Monday 2nd October saw two of the Co-op’s Grande Marche stores take part in a ‘quiet hour’ as part of a nationwide trial. The hope is that these ‘quiet hours’ will help make shopping a more relaxing and enjoyable experience for those on the spectrum.
We received some lovely feedback from an individual with autism who visited the St Martins store, here you can read an account of their visit;
When I arrived at the Co-op that afternoon to meet Sheila, the Store Manager came to greet us along with one of the ladies who had been in the training session.
Sheila and I walked through the store to see the adjustments being made, and although I’d needed my headphones to begin with, I was now able to remove them as I began to relax with each thing that changed.
By this point, the staff had turned off the music, TV screens and display lights in the fridges. Originally they were unsure as to whether they would be able to silence the self-checkout; however, a quick call to a Jersey store for further instruction meant they were able to turn off the voice. It was lovely that the store was willing to ‘go the extra mile’.
Once I started to do my shopping, I found it much easier to concentrate and locate items I needed. The aisles had been cleared of obstructions, making it easier to move about and eased the visual confusion. Surprisingly I found myself happily browsing the shelves rather than hurrying around in a desperate bid to get my shopping done and leave as fast as possible.
At one point a child began to cry, something that would usually cause my anxiety to rise, but as I wasn’t dealing with the other sensory overload, I was able to tolerate this.

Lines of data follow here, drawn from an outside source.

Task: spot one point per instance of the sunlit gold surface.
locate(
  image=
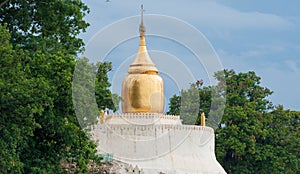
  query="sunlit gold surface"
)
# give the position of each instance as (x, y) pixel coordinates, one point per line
(142, 89)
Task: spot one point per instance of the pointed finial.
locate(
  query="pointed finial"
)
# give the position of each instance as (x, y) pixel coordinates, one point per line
(142, 27)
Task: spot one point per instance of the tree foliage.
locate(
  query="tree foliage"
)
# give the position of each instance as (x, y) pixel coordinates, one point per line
(254, 136)
(45, 25)
(38, 126)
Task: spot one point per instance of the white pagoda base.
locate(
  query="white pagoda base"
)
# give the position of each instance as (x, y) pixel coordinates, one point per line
(158, 143)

My anxiety and stress levels are usually very high when I get to a shop, and only increase the longer I stay there, one person dropping something or shouting is enough for me to reach crisis point and leave. With the amendments that the Co-op made, my anxiety level stayed at a manageable level throughout.
This was one of the most relaxing shopping experiences I have had in a long time, and although I kept my headphones with me just in case, I didn’t need to use them, which is a first since I got them 3 or 4 years ago. In fact, I found myself enjoying it so much that I ended up enjoying a more leisurely shop than normal, and wished I’d started earlier to make the most of the ‘quiet hour’.
Although the staff member who served me handed me my change rather than placing it down on the counter, they did so in a way that I was comfortable with; which goes to show that the training provided by Autism Guernsey made a difference.
On my way out the store, I stopped to say thank you to the store manager and provide some initial feedback on my experience. The fact that I even thought about doing this, walking back past queues of people and tills, shows how calm I was.
Ordinarily, a trip to the shops would leave me feeling extremely anxious and worn out well into the evening, however being able to peacefully walk around the shop meant that I remained calm for the rest of the day which is a complete contrast to normal.
I have experienced what a huge difference relatively small changes can make. Each adjustment made in the shop was accumulative, and it all added up to a great experience for me. I’m sure that if I knew my future shopping experiences could be like this, I would arrive at the store feeling much less anxious knowing I could enjoy shopping in a peaceful and relatively stress-free environment.
I was hugely impressed by the willingness of everyone at the Co-op to engage with this initiative, explore ideas for what changes would help those on the spectrum and subsequently how they could be achieved.
I feel privileged to have been able to enjoy the first of what I hope will be many more Quiet Hours at the Co-Op. Thank you to everyone who helped to make this happen.